При этих словах я взял свою шляпу и вышел. Таксист на полной скорости отвез меня к набережной, где покачивалась на причале красивая, чистая яхта «Подсолнух».
Тот же пресноводный моряк в мешковатом свитере, сдвинув набок нантскую фуражку, по-прежнему прохаживался по палубе, устремив взгляд на острова. Я вскарабкался на борт, оттолкнул маскарадного матроса и открыл дверь каюты. В ней находились папаша Корбини в состоянии легкой эйфории и Заваттер, который вскочил на ноги и сунул руку под мышку, приняв меня, без сомнения, за тех врагов, которые были предусмотрены контрактом. На столе рядом с газетами стояли бутылки и стаканы.
– Месье Нестор Бюрма,– воскликнул Корбини.– Какой приятный сюрприз! Добро пожаловать. Каким добрым ветром занесло вас в наши воды?

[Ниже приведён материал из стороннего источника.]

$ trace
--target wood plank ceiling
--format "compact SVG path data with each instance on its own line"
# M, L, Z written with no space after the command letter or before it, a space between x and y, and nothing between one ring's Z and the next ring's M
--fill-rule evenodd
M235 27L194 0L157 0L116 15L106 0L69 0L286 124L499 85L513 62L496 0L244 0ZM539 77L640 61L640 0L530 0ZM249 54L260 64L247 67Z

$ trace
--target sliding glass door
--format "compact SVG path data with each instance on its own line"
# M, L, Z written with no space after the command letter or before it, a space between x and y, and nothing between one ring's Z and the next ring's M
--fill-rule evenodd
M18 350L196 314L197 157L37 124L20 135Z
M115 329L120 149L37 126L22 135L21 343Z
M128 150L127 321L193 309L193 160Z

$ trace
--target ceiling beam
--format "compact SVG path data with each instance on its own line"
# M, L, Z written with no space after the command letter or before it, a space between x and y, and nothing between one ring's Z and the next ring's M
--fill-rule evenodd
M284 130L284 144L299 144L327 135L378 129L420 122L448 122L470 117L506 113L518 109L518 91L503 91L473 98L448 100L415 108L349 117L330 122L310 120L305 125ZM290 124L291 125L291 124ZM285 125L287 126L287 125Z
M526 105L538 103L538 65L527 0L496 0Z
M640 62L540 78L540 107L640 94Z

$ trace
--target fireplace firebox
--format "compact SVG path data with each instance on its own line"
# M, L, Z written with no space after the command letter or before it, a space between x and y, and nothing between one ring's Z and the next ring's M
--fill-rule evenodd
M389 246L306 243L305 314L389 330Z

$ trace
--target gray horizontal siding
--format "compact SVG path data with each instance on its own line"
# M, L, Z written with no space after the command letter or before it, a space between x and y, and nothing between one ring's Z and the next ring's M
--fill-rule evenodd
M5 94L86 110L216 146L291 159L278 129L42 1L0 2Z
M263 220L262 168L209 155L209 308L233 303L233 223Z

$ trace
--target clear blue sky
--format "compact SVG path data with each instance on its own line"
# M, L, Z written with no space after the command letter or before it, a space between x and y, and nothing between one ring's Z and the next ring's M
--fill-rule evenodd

– Я захотел продемонстрировать вам свою сообразительность,– сказал я.– Если вам когда-либо потребуется разгадать сложную загадку, вы сможете без опаски обратиться ко мне.
– Очень хорошо, очень хорошо. Месье Заваттер, налейте нам, пожалуйста.
– Вот,– продолжал я.– Вы богаты, очень богаты. У вас есть две яхты. Одна называется «Красный цветок Таити», другая «Подсолнух»…
Время от времени кивком головы Корбини подтверждал мои слова:
– …Первая – в честь Гогена, который писал на Таити. Вторая – в честь Ван Гога. Я не буду говорить вам почему. Вы очень хорошо разбираетесь в истории искусства и знаете лучше меня значение «солнца» в творчестве этого художника. Вы богаты, имеете утонченный вкус, чуть циничны и, по всей вероятности, являетесь коллекционером. Одним из таких коллекционеров, у которого художественная страсть приглушила всякую щепетильность. Вы покинули свои нормандские замки и приехали в Париж кое-что забрать. Кое-что очень ценное, что вы не можете оплатить чеком. И что надо было оплатить людям, также не очень отягощенным угрызениями совести, но более опасным, чем коллекционер-маньяк. Вам понадобился поэтому телохранитель, чтобы охранять хорошенькую сумму в миллионы наличными, которую вы таскаете при себе, и чтобы охранять вас самого, когда отдадите эти миллионы за картину Рафаэля, украденную в Лувре. Правильно?
Глава тринадцатая ПАЛЕ-РОЯЛЬ-КРАСИВЫЙ КВАРТАЛ…
Роже Заваттер выдал звонкое и длинное проклятие, но месье Пьер Корбини не смутился. Он не спеша пропустил очередную порцию выпивки, затем воскликнул:
– Потрясающе! Как вы напали на это?
– Благодаря ошибке. Допущенной другими. Как говорится, правильной ошибке.
– А вот это уже абракадабра,– запротестовал он.– Пару минут тому назад вы изъяснялись понятнее.
Я тоже выпил.
– Тип по имени Бирикос и один неизвестный,– сказал я,– по всей видимости, сообщники нашего дорогого Ларпана, смерть которого должна была вас несколько огорчить, дорогой месье…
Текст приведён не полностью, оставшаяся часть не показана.